"Man, it was nice to be up a bit late in the game," said guard Bonzi Wells, who scored eight points off the bench and was part of the Blazers' second unit that held onto the lead built by the starters. "We've got to learn to get in there and sustain the lead, and we did that tonight."
Boston, which started its road swing with a 101-99 win over Utah last Tuesday, lost at Golden State by 22 points Friday and shot just 38 percent in a 94-91 loss to Seattle on Saturday.
"The shots weren't falling," Kenny Anderson said. "The effort was there, they just weren't falling."
The Blazers led by at least 11 points for most of the fourth quarter and built 19-point lead when Greg Anthony found Wallace for an alley-oop with 5:20 left in the game. Portland then pulled its starters, and Boston was only able to cut the lead to 10 points before the final buzzer.
"You can't turn the ball over and expect to win against the Trail Blazers," coach Rick Pitino said of Boston's 23 turnovers. "They are very tough. If you turn it over, it's suicide for you.
"Portland's talent level is very, very deep, and we're still taking baby steps."
The Blazers were coming off an overtime win at Sacramento on Sunday, which followed four straight lackluster wins over the Los Angeles Clippers, Golden State twice and Washington.
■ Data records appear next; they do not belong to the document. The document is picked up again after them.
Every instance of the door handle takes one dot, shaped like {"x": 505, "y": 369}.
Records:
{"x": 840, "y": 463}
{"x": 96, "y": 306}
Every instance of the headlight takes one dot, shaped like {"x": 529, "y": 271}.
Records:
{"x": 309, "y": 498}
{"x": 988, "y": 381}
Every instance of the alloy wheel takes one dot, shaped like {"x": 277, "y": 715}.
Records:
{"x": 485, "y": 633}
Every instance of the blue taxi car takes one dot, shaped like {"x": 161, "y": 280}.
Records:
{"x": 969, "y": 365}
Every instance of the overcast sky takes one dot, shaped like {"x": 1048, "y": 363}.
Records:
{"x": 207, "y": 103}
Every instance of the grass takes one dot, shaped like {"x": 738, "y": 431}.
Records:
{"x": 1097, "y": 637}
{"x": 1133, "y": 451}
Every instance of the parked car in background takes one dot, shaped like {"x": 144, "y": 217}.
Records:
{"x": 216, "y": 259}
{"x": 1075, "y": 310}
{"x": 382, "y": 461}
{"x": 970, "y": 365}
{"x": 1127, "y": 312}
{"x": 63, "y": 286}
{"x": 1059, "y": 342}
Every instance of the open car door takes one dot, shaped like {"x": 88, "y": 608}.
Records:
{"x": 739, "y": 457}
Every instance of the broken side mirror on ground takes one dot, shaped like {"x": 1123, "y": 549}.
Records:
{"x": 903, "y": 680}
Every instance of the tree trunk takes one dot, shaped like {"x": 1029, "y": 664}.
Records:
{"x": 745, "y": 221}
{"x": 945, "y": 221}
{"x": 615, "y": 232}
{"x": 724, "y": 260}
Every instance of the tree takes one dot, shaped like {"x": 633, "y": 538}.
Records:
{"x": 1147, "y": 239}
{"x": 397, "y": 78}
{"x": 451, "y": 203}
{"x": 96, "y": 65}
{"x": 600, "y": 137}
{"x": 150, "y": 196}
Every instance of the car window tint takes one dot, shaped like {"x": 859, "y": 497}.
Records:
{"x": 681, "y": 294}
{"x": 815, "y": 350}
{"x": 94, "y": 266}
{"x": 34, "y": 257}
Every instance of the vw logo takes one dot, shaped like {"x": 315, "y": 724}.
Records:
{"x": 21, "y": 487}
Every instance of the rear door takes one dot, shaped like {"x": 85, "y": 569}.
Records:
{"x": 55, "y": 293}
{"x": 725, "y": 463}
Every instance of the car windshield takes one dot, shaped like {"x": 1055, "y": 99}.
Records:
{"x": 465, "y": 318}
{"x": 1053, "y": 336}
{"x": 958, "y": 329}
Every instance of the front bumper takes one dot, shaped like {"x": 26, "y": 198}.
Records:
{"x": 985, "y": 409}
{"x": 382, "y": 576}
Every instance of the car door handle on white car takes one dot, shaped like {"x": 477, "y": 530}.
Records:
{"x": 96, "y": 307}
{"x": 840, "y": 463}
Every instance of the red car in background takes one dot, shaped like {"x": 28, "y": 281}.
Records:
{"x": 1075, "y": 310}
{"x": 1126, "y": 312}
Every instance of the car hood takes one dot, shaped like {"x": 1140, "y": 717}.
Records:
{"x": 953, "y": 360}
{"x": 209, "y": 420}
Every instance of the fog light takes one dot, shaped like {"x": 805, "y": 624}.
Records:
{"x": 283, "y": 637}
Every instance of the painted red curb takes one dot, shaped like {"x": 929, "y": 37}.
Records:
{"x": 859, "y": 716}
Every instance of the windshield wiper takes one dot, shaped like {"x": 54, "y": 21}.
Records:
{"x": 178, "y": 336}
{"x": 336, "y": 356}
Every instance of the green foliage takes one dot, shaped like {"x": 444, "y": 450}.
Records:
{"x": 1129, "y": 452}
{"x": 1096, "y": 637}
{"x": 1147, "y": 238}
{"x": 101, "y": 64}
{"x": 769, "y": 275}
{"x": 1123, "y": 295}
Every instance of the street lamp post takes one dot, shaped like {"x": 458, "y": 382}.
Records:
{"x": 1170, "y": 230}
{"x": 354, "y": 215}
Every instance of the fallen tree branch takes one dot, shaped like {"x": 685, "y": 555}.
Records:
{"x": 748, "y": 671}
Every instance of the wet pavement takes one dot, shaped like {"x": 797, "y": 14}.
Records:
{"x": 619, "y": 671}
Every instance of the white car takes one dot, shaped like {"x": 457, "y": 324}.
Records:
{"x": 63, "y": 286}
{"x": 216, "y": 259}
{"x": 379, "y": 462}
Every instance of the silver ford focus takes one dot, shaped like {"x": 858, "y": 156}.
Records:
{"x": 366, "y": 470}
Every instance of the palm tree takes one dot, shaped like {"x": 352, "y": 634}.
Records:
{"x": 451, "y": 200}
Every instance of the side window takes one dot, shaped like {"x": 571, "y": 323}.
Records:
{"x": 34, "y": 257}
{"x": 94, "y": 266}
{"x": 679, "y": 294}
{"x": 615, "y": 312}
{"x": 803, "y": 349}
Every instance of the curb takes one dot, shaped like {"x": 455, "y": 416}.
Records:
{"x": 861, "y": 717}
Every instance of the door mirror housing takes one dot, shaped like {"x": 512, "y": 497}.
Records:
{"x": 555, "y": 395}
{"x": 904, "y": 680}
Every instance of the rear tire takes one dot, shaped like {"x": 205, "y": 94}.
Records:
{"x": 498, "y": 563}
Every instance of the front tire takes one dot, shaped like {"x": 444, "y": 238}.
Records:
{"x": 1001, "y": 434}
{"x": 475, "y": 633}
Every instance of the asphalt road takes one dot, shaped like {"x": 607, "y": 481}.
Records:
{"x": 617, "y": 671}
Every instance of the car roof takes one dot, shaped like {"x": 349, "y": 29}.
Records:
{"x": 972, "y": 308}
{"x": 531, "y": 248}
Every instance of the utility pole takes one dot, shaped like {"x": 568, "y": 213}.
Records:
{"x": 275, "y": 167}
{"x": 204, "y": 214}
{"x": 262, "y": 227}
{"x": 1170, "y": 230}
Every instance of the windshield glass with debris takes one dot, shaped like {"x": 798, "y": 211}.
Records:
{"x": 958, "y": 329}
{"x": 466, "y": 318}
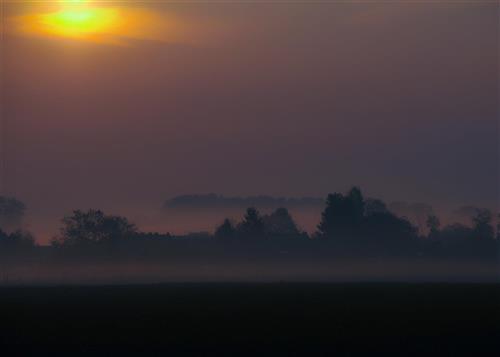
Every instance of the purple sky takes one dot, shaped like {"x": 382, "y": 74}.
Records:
{"x": 284, "y": 99}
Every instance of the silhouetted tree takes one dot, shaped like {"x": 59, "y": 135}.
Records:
{"x": 373, "y": 206}
{"x": 280, "y": 223}
{"x": 226, "y": 231}
{"x": 252, "y": 225}
{"x": 93, "y": 226}
{"x": 16, "y": 240}
{"x": 343, "y": 215}
{"x": 433, "y": 225}
{"x": 456, "y": 233}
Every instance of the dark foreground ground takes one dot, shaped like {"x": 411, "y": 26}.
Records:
{"x": 252, "y": 319}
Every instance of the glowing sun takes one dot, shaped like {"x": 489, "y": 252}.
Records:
{"x": 83, "y": 20}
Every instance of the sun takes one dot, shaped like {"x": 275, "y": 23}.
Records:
{"x": 78, "y": 19}
{"x": 102, "y": 22}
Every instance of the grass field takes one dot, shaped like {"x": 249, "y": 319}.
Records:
{"x": 253, "y": 319}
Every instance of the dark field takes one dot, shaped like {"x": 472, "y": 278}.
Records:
{"x": 253, "y": 319}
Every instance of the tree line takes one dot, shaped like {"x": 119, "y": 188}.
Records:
{"x": 348, "y": 220}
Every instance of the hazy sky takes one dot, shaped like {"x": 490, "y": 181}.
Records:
{"x": 281, "y": 98}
The Blazers jumped ahead early in the third quarter, quickly upping their lead to 10 points and keeping it there most of the quarter. The Celtics, who shot 35 percent in the first half, connected on just 10 of 31 shots in the third quarter but prevented an early blowout by outrebounding the Blazers 19-7 in the quarter.
Smith had five straight points to give Portland its largest lead of the third quarter, 73-60 with 3:43 left, and Boston's shooting got progressively worse as the quarter wound down. Williams had five points down the stretch for the Celtics, who cut the lead to nine points before Jermaine O'Neal made it 78-67 with a rebound and basket just before the end of the third quarter.
"We finally got a chance to click offensively and defensively at the same time," Smith said. "Usually it's one quarter defensively and one quarter offensively. Throughout the whole game, we played really well together at both ends of the court."
The Trail Blazers dominated the first quarter, starting the game with an 11-0 run and leading by as many as 13 before the Celtics started chipping away. Scottie Pippen had eight points in the first 6:30, but Boston went on a 14-6 run to end the quarter and cut the lead to 26-23.
"It is always going to be hard to go out and blow a team out because everyone is playing their A-game against us," O'Neal said. "Everyone is coming out gunning, playing their best."
Boston tied it at 43 in the second quarter when Kenny Anderson hit a pair of free throws, but O'Neal put the Blazers back ahead by hitting four free throws. He then picked off Tony Battie's pass to Anderson and took it in for a dunk to make it 49-43 to end the first half.